Forsaken was a planned machinima series by Edgeworks Entertainment, and would have been the group's first to be made in the World of Warcraft game engine. According to Edgeworks, the series centered on an "over-the-hill hero" who "must rise to the challenge when the forces of evil begin their bid for control over the land of Azeroth". The series was announced on April 12, 2006, with a teaser trailer and was to be written and directed by Malone and co-produced by Malone and Winn. Forsaken would have been the first Edgeworks production not to be written or directed by Winn, and Edgeworks cited the new series as the first step towards making a community for "artistic development and distribution". Unfortunately, due to the series being rendered impossible thanks to a patch released for World of Warcraft, production of the series has halted as of January 3, 2007, and it seems unlikely that it will ever be completed or released.

===Radical===

On 9 February 2010, 5 years after the release of The Codex it was announced that Edgeworks would be creating a new, original, live action web series called Radical. A teaser trailer was released, along with a new forum section and media components. Production was slated to start late spring 2010 with a release date of the first episode also around that time, but was put on hold indefinitely.

== TerraGenesis ==
On July 6, 2016, Winn released his 25th app, TerraGenesis, on the iOS App store. Based on real science and data from NASA, the game lets players terraform planets across the Solar System, far-flung systems like TRAPPIST-1, and even journey through time to explore various stages of the Earth's history. As players terraform, they cultivate entire civilizations through emergent gameplay, tackling societal, economical, ecological, cultural, and political evolution and issues as they work to create habitable worlds for people to live on. Winn always thought someone should make a game based on terraforming and had only spent a month building the game upon the initial release. At the same time, the public's interest in space entertainment was increasing due to the release of Ridley Scott's The Martian starring Matt Damon. Winn was able to create what he calls a “little version” of TerraGenesis in time for the film's opening.

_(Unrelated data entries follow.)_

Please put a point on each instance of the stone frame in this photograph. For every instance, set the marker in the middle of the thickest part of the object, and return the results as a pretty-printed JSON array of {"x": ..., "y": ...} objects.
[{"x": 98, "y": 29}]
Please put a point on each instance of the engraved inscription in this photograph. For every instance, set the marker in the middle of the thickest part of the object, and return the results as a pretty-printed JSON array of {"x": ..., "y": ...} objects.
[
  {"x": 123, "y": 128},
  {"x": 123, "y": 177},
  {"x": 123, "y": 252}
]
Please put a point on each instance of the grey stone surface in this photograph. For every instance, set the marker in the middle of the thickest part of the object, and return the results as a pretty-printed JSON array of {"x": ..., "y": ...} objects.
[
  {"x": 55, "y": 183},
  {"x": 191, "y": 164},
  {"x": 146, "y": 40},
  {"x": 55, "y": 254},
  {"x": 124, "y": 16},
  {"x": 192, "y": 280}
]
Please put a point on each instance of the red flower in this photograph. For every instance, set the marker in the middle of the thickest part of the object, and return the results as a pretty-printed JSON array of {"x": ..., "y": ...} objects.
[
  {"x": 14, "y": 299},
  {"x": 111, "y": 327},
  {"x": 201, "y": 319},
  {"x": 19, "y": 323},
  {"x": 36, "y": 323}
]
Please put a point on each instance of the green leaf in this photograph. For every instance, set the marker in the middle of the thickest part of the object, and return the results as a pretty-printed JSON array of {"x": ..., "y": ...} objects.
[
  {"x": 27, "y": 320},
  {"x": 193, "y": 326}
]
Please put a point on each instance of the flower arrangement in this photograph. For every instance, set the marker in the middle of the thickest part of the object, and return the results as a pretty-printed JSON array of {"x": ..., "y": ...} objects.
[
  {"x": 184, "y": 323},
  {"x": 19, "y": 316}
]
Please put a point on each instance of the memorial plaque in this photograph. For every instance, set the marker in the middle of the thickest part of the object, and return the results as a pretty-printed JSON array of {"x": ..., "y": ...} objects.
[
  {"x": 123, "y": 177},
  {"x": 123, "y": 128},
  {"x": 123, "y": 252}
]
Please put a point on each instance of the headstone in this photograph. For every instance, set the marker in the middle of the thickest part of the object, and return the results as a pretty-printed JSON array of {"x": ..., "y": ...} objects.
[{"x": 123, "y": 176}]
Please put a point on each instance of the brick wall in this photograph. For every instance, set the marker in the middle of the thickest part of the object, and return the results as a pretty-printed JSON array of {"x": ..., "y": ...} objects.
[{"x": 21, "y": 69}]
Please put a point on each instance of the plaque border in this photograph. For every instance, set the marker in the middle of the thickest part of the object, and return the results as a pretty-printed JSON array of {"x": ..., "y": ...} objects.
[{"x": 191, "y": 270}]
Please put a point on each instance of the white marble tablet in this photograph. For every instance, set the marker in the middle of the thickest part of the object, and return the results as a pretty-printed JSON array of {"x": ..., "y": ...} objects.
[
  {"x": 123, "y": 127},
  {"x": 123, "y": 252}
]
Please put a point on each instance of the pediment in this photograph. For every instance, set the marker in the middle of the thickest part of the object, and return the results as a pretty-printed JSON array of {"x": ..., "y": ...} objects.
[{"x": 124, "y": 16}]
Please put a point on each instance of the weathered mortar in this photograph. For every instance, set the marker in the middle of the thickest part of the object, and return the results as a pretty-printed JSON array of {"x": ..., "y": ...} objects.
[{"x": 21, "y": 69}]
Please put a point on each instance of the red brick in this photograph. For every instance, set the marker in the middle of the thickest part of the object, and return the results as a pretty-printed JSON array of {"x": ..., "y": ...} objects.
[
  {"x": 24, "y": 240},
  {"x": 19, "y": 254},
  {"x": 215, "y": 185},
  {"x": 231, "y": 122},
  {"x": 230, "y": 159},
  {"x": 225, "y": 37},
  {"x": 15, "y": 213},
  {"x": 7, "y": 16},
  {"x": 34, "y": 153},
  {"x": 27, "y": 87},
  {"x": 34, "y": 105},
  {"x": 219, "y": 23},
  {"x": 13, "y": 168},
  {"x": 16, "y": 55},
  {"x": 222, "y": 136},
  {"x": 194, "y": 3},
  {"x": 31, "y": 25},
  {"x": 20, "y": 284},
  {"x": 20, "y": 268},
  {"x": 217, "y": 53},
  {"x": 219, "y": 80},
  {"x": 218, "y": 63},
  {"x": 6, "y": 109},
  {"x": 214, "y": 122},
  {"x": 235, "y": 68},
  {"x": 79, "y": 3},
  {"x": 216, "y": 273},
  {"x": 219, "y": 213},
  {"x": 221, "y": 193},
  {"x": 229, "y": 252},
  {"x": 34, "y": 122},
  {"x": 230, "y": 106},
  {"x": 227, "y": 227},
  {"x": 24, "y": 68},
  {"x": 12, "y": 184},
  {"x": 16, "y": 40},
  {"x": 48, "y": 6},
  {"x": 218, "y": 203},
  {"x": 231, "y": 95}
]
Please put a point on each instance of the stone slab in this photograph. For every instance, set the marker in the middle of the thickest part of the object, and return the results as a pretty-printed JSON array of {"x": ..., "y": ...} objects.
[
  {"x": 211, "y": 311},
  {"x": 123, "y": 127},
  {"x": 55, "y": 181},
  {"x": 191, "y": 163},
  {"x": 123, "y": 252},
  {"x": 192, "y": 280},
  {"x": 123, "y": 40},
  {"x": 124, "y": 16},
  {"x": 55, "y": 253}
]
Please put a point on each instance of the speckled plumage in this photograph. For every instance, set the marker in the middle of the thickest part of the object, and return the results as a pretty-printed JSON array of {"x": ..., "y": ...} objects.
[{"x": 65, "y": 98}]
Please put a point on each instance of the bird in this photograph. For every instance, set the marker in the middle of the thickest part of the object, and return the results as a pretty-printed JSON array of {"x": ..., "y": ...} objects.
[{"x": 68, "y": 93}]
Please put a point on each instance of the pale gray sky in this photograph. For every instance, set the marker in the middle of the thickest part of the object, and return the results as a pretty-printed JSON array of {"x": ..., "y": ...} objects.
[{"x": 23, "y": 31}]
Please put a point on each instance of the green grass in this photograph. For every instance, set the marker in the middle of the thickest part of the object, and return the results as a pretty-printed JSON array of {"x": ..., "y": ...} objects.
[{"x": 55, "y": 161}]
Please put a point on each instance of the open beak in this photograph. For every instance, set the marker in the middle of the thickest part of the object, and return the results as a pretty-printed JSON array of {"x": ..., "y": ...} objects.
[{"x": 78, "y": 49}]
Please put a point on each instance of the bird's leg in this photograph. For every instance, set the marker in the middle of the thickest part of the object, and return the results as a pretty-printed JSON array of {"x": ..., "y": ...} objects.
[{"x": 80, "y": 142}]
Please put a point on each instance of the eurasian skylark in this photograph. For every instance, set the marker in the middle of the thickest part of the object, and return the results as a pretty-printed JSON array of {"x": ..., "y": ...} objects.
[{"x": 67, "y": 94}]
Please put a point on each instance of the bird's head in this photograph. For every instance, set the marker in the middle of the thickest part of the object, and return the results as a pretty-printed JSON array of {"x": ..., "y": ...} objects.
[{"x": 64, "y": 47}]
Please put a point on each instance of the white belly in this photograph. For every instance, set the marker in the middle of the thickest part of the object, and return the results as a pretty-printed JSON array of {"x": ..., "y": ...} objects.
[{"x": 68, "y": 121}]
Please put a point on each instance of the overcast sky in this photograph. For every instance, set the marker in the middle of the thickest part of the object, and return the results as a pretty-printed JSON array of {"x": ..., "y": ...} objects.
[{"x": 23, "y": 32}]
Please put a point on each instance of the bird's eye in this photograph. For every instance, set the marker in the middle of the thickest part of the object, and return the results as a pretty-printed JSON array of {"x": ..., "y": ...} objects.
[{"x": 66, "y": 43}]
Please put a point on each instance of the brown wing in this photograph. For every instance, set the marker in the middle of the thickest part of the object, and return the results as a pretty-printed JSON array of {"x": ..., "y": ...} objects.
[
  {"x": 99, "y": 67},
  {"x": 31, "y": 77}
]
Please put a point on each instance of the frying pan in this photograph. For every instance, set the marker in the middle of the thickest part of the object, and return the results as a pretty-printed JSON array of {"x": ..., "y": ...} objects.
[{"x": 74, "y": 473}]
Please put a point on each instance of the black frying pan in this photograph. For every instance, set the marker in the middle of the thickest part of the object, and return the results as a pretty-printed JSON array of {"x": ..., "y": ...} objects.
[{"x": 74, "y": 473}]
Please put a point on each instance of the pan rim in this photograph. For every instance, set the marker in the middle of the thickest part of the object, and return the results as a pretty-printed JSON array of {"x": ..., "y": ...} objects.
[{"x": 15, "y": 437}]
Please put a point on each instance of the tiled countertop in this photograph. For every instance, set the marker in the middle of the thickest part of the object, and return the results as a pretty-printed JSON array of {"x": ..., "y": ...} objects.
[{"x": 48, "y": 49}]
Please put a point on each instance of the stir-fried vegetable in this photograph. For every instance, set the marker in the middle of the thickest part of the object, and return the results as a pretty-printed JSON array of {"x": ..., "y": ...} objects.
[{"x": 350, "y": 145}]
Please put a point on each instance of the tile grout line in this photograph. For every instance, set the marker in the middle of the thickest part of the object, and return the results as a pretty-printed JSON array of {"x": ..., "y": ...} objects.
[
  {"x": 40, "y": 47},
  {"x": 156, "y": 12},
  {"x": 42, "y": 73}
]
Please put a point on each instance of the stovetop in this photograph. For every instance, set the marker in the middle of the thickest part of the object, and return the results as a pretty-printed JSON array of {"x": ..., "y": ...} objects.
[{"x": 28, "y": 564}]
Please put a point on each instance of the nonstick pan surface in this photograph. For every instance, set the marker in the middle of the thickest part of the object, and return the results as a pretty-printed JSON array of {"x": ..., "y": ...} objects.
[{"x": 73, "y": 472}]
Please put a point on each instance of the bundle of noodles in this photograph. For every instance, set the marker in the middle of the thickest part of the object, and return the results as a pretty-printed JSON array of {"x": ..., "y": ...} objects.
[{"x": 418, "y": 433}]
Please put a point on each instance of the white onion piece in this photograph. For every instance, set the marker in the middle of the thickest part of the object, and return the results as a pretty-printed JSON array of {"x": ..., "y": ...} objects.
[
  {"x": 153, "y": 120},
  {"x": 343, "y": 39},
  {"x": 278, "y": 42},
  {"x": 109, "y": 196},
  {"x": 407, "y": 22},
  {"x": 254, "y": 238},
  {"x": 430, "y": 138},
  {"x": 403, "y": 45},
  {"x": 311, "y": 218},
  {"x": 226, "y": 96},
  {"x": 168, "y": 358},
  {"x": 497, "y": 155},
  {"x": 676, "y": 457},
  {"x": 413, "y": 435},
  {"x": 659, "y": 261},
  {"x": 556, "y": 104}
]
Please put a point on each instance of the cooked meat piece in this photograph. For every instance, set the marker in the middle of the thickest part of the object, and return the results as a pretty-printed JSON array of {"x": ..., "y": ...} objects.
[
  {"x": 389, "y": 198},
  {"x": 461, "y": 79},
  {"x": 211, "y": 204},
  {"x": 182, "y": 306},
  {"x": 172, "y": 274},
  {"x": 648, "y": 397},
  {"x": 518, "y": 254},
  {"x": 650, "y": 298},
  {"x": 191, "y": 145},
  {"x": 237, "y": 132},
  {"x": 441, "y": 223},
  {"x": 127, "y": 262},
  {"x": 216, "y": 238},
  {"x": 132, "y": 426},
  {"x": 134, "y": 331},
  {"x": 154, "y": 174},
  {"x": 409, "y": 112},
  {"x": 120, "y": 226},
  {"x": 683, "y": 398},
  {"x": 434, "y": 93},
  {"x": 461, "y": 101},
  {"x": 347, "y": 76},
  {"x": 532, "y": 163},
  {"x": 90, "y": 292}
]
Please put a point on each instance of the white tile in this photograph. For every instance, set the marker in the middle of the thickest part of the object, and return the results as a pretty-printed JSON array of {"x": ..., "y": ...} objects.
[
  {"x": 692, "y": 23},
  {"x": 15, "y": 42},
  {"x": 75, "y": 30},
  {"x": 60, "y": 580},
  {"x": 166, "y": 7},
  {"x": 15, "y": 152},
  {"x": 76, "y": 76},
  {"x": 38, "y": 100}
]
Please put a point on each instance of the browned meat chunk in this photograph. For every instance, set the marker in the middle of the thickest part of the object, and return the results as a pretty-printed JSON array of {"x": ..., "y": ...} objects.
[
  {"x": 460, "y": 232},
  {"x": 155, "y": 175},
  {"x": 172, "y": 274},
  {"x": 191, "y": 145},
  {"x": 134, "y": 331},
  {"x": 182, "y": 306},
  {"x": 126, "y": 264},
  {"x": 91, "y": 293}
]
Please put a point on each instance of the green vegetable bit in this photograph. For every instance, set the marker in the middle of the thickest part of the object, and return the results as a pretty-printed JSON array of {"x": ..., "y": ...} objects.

Winn quickly moved on to creating his next app and did not originally think much of TerraGenesis release. When the app started to pick up, Winn and his wife were actually living in New Zealand at the time and were road tripping around for seven months. Winn says, "She was driving and I was on my little MacBook Air in the passenger seat doing bug fixes, pushing out updates on hotel Wi-Fi and stuff.”

In June 2017, TerraGenesis took the top prize at the Very Big Indie Pitch at Pocket Gamer Connects San Francisco.

On October 4, 2017, Edgeworks signed with publishing company Tilting Point for TerraGenesis, which market and distribute the title on iOS and Android. On April 4, 2018, Edgeworks Entertainment and publisher Tilting Point announced launching TerraGenesis on the Google Play store, making it available for Android users.

In May 2019, the 5.0 version update of TerraGenesis was launched, adding a whole host of new features to the game, as well as a completely revamped graphical engine. Two months later on July 20 a "flat planet mode" was added to the game as well as moon landing inspired events in the game to celebrate the 50th anniversary of the Moon Landing.

On July 31, 2019, Edgeworks and Tilting Point announced their plans to release TerraGenesis to the Microsoft store in the fall. To showcase the upcoming Microsoft Store launch, Tilting Point and Edgeworks partnered with filmmaker and composer John D. Boswell on a cinematic video for TerraGenesis, showcasing the possibilities of space exploration, depicting a sense of wonder and curiosity.

TerraGenesis currently has over 20 million downloads and is available in 12 different languages.